Simon Willison shows why an agent sandbox cannot be just another Python process | Radar

Simon Willison released the alpha package micropython-wasm and a Datasette Agent plugin that runs Python inside a WebAssembly sandbox. The important part is not the demo, but the boundary between a useful agent and code that can break its host application.

MicroPython in WASM gives plugins a narrower cage

Willison describes a long-running problem in his Python plugin systems for Datasette, LLM and sqlite-utils: plugins are excellent for experimentation, but they run with the full privileges of the application. A buggy or malicious plugin can read data, touch files or damage the running process.

His latest attempt uses MicroPython compiled to WebAssembly and executed through wasmtime. The micropython-wasm package is available on PyPI as an alpha, and datasette-agent-micropython uses it as a code execution sandbox for Datasette Agent. Version 0.1a2 adds a simple CLI mode via uvx. Willison also says plainly that he is not ready to recommend it to anyone unwilling to accept significant risk.

An agent without a sandbox is a production incident with a prompt

For agentic products, this is a practical signal. The more we let agents run code, call tools and modify local data, the less it helps to say the model has a good system prompt. Without a separate runtime, safety depends on the discipline of code we are explicitly treating as untrusted.

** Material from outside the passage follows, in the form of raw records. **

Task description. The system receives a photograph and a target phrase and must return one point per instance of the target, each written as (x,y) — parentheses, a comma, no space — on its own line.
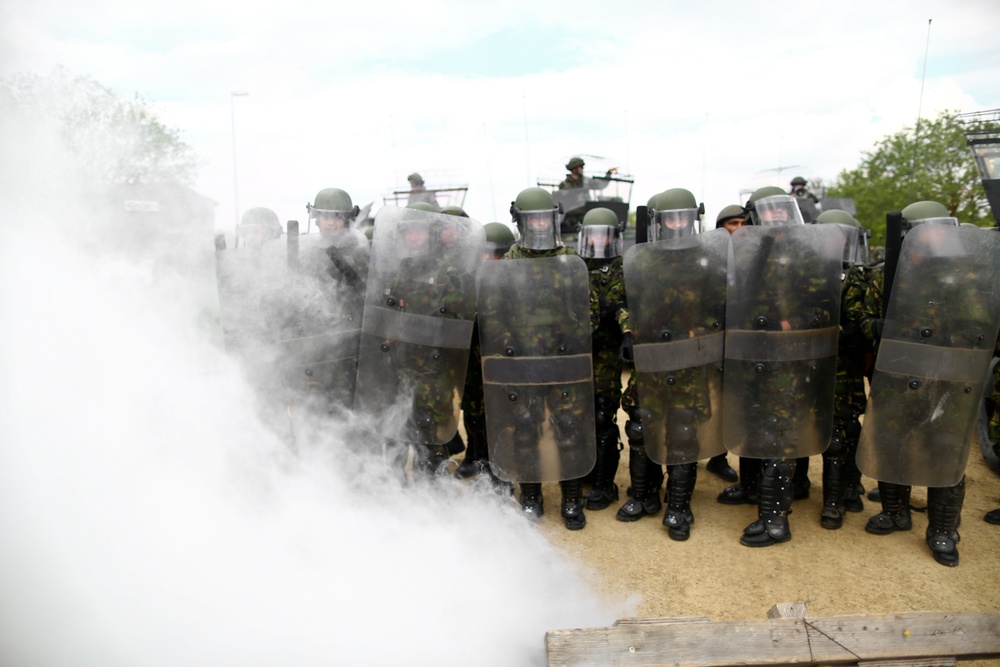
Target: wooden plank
(826,640)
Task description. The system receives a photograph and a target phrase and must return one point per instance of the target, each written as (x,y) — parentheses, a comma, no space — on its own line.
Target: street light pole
(232,113)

WebAssembly is interesting because it moves the argument from a language promise to process isolation. The host can decide which functions to expose, how to limit memory and how to handle filesystem or network access. That is boring infrastructure, but for agents it matters more than another glossy chat UI.

Alpha means the cage is not certified yet

The author is careful. wasmtime directly supports memory limits, while CPU limits use its fuel concept, but Willison says the units are hard to reason about and he is not fully confident in the current 20 million fuel default. Host functions are handled by custom C code compiled into the WASM blob.

That is not a disqualification. It is the exact gap between a clever prototype and a security product. If a sandbox is meant to protect other people's data, it needs fuzzing, review, documented threat models and people whose job is to break isolation boundaries.

The test is breakout attempts, not PyPI stars

The next signal is simple: whether Python-in-WASM sandboxing attracts companies or teams with professional security review that adopt this approach and open source their results.

Until then, micropython-wasm is a useful reference point for agent developers. It shows what the minimum control layer should look like when an application lets a model run code but does not want to hand over access to everything else.

Lilith's verdict

An agent that can run code without a sandbox is not a colleague. It is an intern with root access and a curious finger hovering over delete.